Trente ans plus tard, alors qu'il louait un quatre et demi sur le boulevard Saint-Joseph à Montréal, sa propriétaire lui a annoncé qu'elle vendait le quadruplex rempli de boiseries pour la somme de 139 000 $. C'était en 1980 et il avait avait alors 35 ans. «Je ne me voyais pas propriétaire d'un immeuble comme celui-là.»

À la place, il a acquis une unifamiliale de 20 pièces à Louiseville, située à environ une heure de Montréal avec Ginette Lesage, son épouse native de la ville. Une maison que le couple a amoureusement restaurée et meublée à la mode d'antan. Les plafonds du rez-de-chaussée culminent à 10 pieds et demi.
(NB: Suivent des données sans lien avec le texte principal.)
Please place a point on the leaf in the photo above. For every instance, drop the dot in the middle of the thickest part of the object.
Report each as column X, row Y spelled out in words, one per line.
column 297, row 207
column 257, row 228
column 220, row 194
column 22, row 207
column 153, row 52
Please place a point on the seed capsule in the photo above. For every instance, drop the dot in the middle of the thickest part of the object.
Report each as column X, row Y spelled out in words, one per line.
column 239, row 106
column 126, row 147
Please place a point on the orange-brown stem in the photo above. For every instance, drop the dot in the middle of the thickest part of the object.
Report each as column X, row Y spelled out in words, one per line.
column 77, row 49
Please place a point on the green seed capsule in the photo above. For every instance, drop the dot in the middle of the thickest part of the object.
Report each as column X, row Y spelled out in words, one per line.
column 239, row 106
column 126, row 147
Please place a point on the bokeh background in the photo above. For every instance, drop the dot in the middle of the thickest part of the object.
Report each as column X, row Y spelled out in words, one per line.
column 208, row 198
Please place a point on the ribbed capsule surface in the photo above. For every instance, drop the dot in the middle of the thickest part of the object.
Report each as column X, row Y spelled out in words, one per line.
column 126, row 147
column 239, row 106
Le salon a un charme suranné. «Le couturier personnel d'Alys Robi avait cousu les rideaux sur place », affirme l'homme de 68 ans.

Huit chambres

Deux médecins et un notaire ont déjà utilisé cette demeure, située à l'une des principales intersections de la ville, pour y dispenser leurs services professionnels. Deux portes capitonnées témoignent de ce passé pas si lointain : l'une sépare les anciennes salles d'attente et de consultation, l'autre mène vers l'actuelle salle à manger.

Le médecin qui leur a vendu la maison utilisait la petite pièce attenante à cette chambre comme salle d'examen, révèle M. Beauregard. C'est devenu un boudoir percé d'une fenêtre, lieu intime longtemps utilisé comme chambre de bébé. Ensemble, les propriétaires actuels ont hébergé des gens âgés pendant près d'une vingtaine d'années sous leur toit, en plus d'y élever leurs deux enfants. Un job très prenant pour Mme Lesage, qui a lancé la serviette après 18 ans de services. «Un bon matin, j'ai décidé d'accrocher une affiche Bed and Breakfast en façade», relate M. Beauregard, l'oeil brillant.
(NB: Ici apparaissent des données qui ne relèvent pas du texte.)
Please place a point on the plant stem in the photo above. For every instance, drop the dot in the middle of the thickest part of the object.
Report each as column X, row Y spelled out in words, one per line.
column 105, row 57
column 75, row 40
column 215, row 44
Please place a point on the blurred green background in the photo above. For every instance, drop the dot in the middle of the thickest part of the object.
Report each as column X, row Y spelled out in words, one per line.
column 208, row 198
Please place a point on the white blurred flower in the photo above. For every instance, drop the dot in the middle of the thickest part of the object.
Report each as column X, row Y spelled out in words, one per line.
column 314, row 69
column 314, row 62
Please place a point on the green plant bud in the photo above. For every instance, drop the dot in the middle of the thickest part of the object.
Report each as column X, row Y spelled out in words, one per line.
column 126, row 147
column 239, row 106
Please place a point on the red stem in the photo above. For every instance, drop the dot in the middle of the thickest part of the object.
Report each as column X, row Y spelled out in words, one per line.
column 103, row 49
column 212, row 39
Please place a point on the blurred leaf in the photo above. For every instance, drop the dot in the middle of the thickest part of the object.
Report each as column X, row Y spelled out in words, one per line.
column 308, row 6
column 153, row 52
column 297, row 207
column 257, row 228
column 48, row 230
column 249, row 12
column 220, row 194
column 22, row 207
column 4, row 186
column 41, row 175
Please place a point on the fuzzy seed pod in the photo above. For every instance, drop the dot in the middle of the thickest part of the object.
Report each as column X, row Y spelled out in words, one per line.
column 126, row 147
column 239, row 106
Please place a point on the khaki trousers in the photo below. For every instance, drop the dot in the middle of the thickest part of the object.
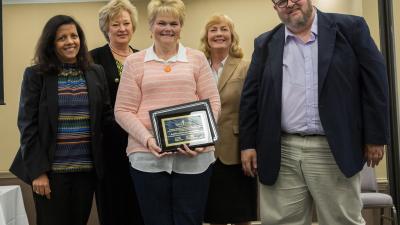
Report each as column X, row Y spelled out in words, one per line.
column 309, row 177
L'aventure du gîte dure depuis la fin des années 1990. Il y a quatre chambres à l'étage, une au rez-de-chaussée, tandis que celle attentante au local bébé est au RDC et la dernière, au sous-sol) les plus grandes sont réservées aux visiteurs. L'étage comporte deux chambres supplémentaires. Ce sont les anciennes chambres des domestiques (accessibles par un escalier de service depuis la cuisine). Le plafond y est plus bas et les dimensions, plus modestes. L'un des fils y a longtemps trouvé un refuge douillet. «Mais à 13 ans, il a préféré déménager sa chambre au sous-sol.»

Là se trouve une huitième chambre, au plancher carrelé de céramique avec une salle de bains contigüe, ainsi qu'un débarras où sont ordonnés des services à thé en porcelaine, des horloges dépoussiérées, des encadrements jaunis et tutti quanti.

«Je ne suis pas capable de jeter quoi que ce soit qui est bon», confesse l'amateur d'antiquités en évoquant le contenu de l'ancienne écurie, un deuxième bâtiment (inclus dans la propriété) qu'il a doté de deux portes de garage et d'une magnifique porte d'entrée en bois sculptée «de 11 pieds et 4 pouces de haut».

«C'était la porte d'un bâtiment de la Grande-Allée à Québec.» Une trouvaille qu'il a faite par l'entremise d'une amie proche de l'association des Amis et propriétaires de maisons anciennes du Québec (APMAQ).

Maison des Ferron

En faisant des recherches historiques et en parlant avec des parents de Mme Lesage, M. Beauregard confirme que l'écrivain et médecin Jacques Ferron a vécu dans cette maison, «de 1919 à 1947».

«Le père de M. Ferron père, un homme exubérant, faisait venir venir des chevaux de l'Ouest canadien.»

L'écurie est devenue garage sous l'impulsion du médecin lui ayant succédé. Son extérieur en stuc a fait place à des planches de cèdre de l'Ouest. «Je ne voulais pas de plastique, pas d'aluminium, pas d'agrégat !» Des entrepreneurs en construction lui ont conseillé de la démolir, mais M. Beauregard s'est résolu à la préserver coûte que coûte, «pour garder le cachet fermé de la propriété» - coupée visuellement de ses voisines d'en arrière.

Le couple vend la maison parce que monsieur souhaite redevenir locataire à l'approche de la retraite.